Retrospective analysis of the impact of immunosuppressive therapy with CYC and RTX on serum immunoglobulin (Ig) concentrations and peripheral B cells in patients with AAV.
Ig levels were analyzed in AAV patients either treated with CYC alone or treated with CYC and RTX. The effect of CYC on Ig levels was assessed in study group A (n=26), while the impact of RTX treatment alone was examined in study group B (n=29). In patients previously treated with CYC followed by RTX we compared changes in Ig concentrations prior to CYC to those after RTX treatment (group C; n=15). The median CYC doses were 8.05±0.56 g, 18.76±14.55 and 13.11±13.27 g in groups A, B and C and median RTX doses in group B and C were 1.8±0.8 g and 1.97±1.04 g respectively. The mean prednisone equivalent in patients treated with RTX was 12.35±7.52 mg/day. Statistics: Mann Whitney U Test, if not indicated otherwise.
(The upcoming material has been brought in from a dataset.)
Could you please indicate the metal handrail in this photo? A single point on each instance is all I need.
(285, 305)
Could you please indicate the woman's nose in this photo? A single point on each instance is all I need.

Mean Ig levels (mg/dL) prior to CYC therapy were normal. Means and standard deviations (SD) for group A are: IgG: 11.84±3.24, IgM: 1.31±0.94, IgA: 2.46±1.19. After CYC treatment IgG, IgM and IgA significantly decreased to 8.6±2.51 (p=<0.001; t-test), 0.88±0.53 (p=0.048), and 1.74±0.6 (p=0.021) respectively. In group B, median IgG levels prior to RTX were 9.74±3.49, IgM levels 0.81±0.45 and IgA levels 2.3±1.15. Over a period of 6 months after treatment, IgG significantly declined to 7.45±2.79 (p=0.001), IgM to 0.52±0.35 (p=0.003) and IgA to 1.69±0.81 (p=0.003). When assessing the effect of RTX therapy following CYC (group C) we observed the strongest decrease of all 3 isotypes: median IgG levels of 12.68±4.29mg/dL prior to CYC decreased to 6.59±1.98mg/dL (p=<0.001) after the dual treatment, IgM of 1.15±0.68 mg/dL to 0.52±0.42 mg/dL (p=0.002), and IgA of 2.65±1.25 mg/dL to 1.56±0.78 mg/dL (p=0.007). Follow-up measurements after RTX treatment did not show an increase in Ig levels within 24 months. RTX led to a complete depletion of B cells (</=2/µl) in all patients within the first 3 months after therapy. Interestingly, in all 7 patients that were available for analysis of peripheral B cell numbers 24 months after last RTX treatment, a persistent B lymphocytopenia with mean a B-cell count of 3.2/µl±1,7 was detected.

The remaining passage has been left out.